FORT LAUDERDALE, Fla.—A pregnant Florida woman was left alone in a jail cell for nearly seven hours after asking for help and eventually gave birth alone, her attorney said Friday, May 3.
Public defender Howard Finkelstein demanded an immediate review of medical and isolation practices in a letter to Broward County Sheriff Gregory Tony.
“I am incensed and heartbroken after learning that a mentally ill client was forced to deliver her child alone in a jail cell,” Finkelstein wrote.
Finkelstein said his 34-year-old client complained of contractions and bleeding in the early morning hours of April 10. Jail staff attempted to contact an on-call doctor rather than take the woman to a hospital, the letter said. The doctor advised that he would check on the inmate when he arrived at the jail.
The attorney wrote that the Broward Sheriff’s Office was aware of the woman’s pregnancy since her March arrest on drug charges. He said medical records indicate the baby was not premature or unexpected.
A sheriff’s office report said a guard entered the cell after seeing the inmate with her newborn but didn’t mention the earlier requests for help. A nurse and doctor entered the cell to check on the mother and child, the report said. They were eventually sent to a nearby hospital. No injuries were reported
The sheriff’s office released a statement saying an internal affairs investigation was launched two days after the birth. Child Protective Investigations Section was notified, and the baby was placed with an appropriate caregiver, officials said.
Pregnant Women in Jail
According to The American College of Obstetricians and Gynecologists, on average 6 to 10 percent of incarcerated women are pregnant.
“Pregnancies among incarcerated women are often unplanned and high-risk and are compromised by a lack of prenatal care, poor nutrition, domestic violence, mental illness, and drug and alcohol abuse,” the group stated.
“Upon entry into a prison or jail, every woman of childbearing age should be assessed for pregnancy risk by inquiring about menstrual history, heterosexual activity, and contraceptive use and tested for pregnancy, as appropriate, to enable the provision of adequate perinatal care.”
According to the Federal Bureau of Prisons, there were 12,567 female inmates in federal jails, comprising 7 percent of inmates. There were 167,850 males in prison.
The criminal justice reform bill that President Donald Trump and a bipartisan group of Congressmen and Congresswomen passed earlier this month included a ban on the shackling of pregnant and postpartum incarcerated women, according to The Hill.
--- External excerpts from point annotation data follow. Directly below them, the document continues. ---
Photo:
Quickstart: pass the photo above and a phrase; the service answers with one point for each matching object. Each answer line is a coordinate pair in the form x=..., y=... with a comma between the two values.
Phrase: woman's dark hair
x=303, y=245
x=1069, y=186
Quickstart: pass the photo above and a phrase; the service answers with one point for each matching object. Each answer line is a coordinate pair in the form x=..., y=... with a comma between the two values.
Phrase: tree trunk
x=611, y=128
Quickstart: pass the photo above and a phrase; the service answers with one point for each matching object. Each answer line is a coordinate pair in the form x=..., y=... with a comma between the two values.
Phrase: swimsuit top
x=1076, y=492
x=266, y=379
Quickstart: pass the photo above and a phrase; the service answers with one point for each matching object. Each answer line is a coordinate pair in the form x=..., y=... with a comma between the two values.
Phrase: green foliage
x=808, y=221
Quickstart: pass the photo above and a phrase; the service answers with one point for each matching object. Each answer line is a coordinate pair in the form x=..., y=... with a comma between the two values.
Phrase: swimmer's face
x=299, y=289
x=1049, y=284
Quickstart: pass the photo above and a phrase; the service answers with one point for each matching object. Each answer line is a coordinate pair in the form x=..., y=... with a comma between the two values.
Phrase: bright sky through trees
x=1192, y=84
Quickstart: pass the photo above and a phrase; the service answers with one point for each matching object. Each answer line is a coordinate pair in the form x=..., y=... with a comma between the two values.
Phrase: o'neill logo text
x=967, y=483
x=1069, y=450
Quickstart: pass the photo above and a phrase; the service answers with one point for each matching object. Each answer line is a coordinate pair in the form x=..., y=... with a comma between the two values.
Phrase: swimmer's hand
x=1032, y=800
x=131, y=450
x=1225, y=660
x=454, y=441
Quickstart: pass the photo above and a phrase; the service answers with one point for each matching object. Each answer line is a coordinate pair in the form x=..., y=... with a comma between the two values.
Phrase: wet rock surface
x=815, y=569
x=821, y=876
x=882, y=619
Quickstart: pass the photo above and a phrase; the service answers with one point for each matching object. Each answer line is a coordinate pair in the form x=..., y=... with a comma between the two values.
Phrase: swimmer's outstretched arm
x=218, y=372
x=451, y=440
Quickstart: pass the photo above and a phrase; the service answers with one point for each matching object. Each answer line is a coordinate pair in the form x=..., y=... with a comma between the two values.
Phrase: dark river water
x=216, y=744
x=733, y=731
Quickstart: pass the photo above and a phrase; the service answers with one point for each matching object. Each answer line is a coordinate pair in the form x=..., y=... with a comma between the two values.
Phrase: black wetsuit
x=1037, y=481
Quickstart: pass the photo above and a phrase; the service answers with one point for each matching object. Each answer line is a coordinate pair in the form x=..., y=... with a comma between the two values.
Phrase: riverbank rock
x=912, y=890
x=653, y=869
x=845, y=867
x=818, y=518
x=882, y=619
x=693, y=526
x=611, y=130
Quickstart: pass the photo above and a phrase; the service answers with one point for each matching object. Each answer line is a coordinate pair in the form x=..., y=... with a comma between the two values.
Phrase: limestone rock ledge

The act was also set to help women by calling for people in jail to serve their sentences in facilities within 500 miles from home, likely placing more incarcerated mothers closer to their children.
“The bill would also expand research into mental illness and ways to enhance alternatives to prison. It would grant federally incarcerated people the chance to participate in rehabilitation programs that help them acquire skills that assist in reentering society,” opinion contributor Topeka Sam wrote, calling it a great first step for criminal justice reform.
NTD News reporter Zachary Stieber contributed to this report.